Her clips in the campaign were filmed in January, in Northern Ontario on Georgian Bay. The commercial features icebergs, a landscape of snowy tundra, and glacial waters. She is standing on a massive piece of ice, wearing her typical competition clothing and track spikes for leverage and safety as she launches her javelin for the camera.
She called the steely look of her shots “cold, blue cold,” which is what the wind-chill felt like. Being one of the public faces used to promote the Canadian team at the Summer Olympic Games is an honour that will motivate her to perform, she said.
“It’s amazing. It was pretty epic just being at the shooting scene, and I can see why they chose it. It was really cold and windy, and I felt very Canadian striding out through the ice-cold water to stand on a floating piece of ice to throw a javelin.”
She said she didn’t need to take any risks and that the shoot was safe but she still put a strong effort into her throw.
“I threw with clean technique, so I wasn’t worried about hurting myself that way. I thought it was an amazing opportunity, and I gave it my best shot,” said the fifth-ranked female javelin thrower in the world, according to a head-to-head performance ranking.
Many Canadian summer sport athletes are still exposed to frosty winters and many endure harsh outdoor conditions, though perhaps they don't walk barefoot on snow and dive into frigid water off 15-metre icebergs as portrayed in the COC commercial.
The message of ingrained resilence, a grit forged through sleet and wind and freezing temperatures rings true for Gleadle. “I train in Lethbridge, with 60-kilometre winds. I don’t care if it’s freezing cold, if it’s snowing of if I’m in Doha — we still have that same kind of toughness,” she said.
In fact, Gleadle was on the phone from Doha, Qatar where she was preparing for her season debut at the first Diamond League meet of the international track and field series.
She is one of the few javelin throwers who takes nine training throws each week. Many coaches and athletes have long held the belief that fewer throws per week is better since the explosive act risks minor and catastrophic injury. Javelin has a high rate of injury because of the twisting and torque placed on the body, including the feet and knees, through the hips and back, and up to the shoulders and neck. Like major league pitchers, these hurlers can require Tommy John surgery.
Gleadle said she and her coach Larry Steinke take laborious, meticulous caution to perfect her mechanics in order to avoid injury. “Knock on wood,” she added.
“We are militant about being precise about those movements that could be disastrous. If you look at my stats, you’ll see I’m really consistent in the throws I produce. I’m always between 61 and 64 metres,” she said. “I’ve opted for consistent throws but haven’t had that big one throw. That is hopefully this year where I will make that big jump. Now I can handle more power and more speed to my runway.”
A throw longer than her national women’s record of 64.83 metres could come this summer. A finalist at the London Summer Games in 2012, Gleadle is an outside contender for an Olympic medal in Rio.

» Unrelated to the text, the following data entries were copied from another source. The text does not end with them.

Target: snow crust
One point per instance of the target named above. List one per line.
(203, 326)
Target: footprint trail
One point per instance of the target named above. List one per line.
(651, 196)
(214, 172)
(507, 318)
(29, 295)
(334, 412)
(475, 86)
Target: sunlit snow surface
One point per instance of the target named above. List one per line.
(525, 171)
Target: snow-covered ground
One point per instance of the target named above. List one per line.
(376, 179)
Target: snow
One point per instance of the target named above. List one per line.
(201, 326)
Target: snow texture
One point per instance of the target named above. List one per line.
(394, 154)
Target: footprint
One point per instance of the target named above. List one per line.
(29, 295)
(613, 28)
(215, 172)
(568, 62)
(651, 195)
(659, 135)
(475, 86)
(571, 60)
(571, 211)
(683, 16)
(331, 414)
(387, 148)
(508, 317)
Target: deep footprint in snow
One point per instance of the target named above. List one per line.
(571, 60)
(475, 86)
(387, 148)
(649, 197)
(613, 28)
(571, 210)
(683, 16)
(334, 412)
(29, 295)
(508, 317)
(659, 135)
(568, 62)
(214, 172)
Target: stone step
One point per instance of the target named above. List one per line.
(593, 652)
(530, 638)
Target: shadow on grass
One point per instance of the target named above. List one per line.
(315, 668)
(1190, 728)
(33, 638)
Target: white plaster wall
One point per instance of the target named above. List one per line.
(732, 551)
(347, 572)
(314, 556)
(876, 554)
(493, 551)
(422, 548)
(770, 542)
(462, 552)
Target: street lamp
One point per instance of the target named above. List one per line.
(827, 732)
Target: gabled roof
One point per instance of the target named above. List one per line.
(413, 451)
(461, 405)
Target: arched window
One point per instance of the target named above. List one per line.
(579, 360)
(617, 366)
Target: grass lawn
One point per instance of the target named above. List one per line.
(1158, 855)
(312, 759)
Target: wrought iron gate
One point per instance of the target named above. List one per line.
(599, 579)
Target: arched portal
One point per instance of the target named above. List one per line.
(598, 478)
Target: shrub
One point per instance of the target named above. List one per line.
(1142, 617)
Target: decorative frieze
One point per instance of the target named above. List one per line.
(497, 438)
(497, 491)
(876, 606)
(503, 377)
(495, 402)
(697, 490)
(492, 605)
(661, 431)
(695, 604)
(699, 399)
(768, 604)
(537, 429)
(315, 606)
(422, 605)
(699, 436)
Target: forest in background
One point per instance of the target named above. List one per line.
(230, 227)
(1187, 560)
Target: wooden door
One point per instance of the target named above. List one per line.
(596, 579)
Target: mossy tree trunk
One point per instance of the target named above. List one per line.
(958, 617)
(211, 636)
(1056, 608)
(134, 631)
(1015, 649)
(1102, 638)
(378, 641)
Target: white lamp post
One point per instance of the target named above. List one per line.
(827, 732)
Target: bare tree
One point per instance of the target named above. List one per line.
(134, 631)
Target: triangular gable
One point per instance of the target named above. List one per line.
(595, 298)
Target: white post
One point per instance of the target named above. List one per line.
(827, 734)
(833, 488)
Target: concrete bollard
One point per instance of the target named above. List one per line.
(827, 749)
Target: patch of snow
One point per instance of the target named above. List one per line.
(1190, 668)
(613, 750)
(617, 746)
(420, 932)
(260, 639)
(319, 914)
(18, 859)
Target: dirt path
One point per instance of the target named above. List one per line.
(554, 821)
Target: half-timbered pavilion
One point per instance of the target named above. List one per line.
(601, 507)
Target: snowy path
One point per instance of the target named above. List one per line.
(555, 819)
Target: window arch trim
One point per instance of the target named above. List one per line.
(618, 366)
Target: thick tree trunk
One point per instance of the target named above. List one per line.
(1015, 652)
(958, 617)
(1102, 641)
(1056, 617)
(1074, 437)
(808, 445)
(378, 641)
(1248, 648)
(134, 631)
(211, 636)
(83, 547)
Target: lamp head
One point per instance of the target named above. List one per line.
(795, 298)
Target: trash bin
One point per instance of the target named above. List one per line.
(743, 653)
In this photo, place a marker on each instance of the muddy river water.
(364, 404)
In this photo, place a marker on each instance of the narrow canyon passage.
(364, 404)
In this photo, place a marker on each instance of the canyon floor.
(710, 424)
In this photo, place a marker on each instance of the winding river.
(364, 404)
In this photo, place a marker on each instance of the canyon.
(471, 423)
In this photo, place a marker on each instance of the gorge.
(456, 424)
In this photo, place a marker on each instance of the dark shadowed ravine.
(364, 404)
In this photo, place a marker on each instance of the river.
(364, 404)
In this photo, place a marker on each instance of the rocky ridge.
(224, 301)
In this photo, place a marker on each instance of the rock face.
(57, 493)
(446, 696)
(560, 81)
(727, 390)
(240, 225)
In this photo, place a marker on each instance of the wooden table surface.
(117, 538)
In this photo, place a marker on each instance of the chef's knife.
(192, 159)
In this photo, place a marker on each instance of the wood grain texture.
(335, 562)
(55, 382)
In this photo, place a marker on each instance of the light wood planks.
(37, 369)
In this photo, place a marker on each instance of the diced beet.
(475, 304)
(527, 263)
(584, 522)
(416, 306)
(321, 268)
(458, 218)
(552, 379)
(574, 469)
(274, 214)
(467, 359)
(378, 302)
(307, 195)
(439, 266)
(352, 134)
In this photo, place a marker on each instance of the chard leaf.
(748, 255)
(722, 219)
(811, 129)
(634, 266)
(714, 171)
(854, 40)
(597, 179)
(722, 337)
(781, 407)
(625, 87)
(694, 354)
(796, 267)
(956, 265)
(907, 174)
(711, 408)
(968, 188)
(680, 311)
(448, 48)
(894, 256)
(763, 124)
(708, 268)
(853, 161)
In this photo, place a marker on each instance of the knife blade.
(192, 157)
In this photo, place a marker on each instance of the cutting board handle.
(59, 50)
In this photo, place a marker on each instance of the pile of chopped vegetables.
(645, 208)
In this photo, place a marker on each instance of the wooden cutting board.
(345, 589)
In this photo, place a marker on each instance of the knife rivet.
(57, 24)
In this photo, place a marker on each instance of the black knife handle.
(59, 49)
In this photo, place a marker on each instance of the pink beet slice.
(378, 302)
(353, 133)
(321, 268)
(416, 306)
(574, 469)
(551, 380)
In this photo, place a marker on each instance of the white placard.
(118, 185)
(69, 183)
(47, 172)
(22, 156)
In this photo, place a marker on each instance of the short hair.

After a prolonged recovery from hip alignment issues, Gleadle said she is injury free and in her best shape ever.
The COC commercial also features are tennis player Milos Raonic, boxer Mandy Bujold, cyclist Catherine Pendrel, canoer Mark de Jong, and wearing nothing more than their swimsuits, swimmer Ryan Cochrane and diver Jennifer Abel.
Gleadle will travel directly from Doha to Tokyo for her next meet and will compete at Burnaby’s Swangard Stadium for the Harry Jerome Classic on June 19.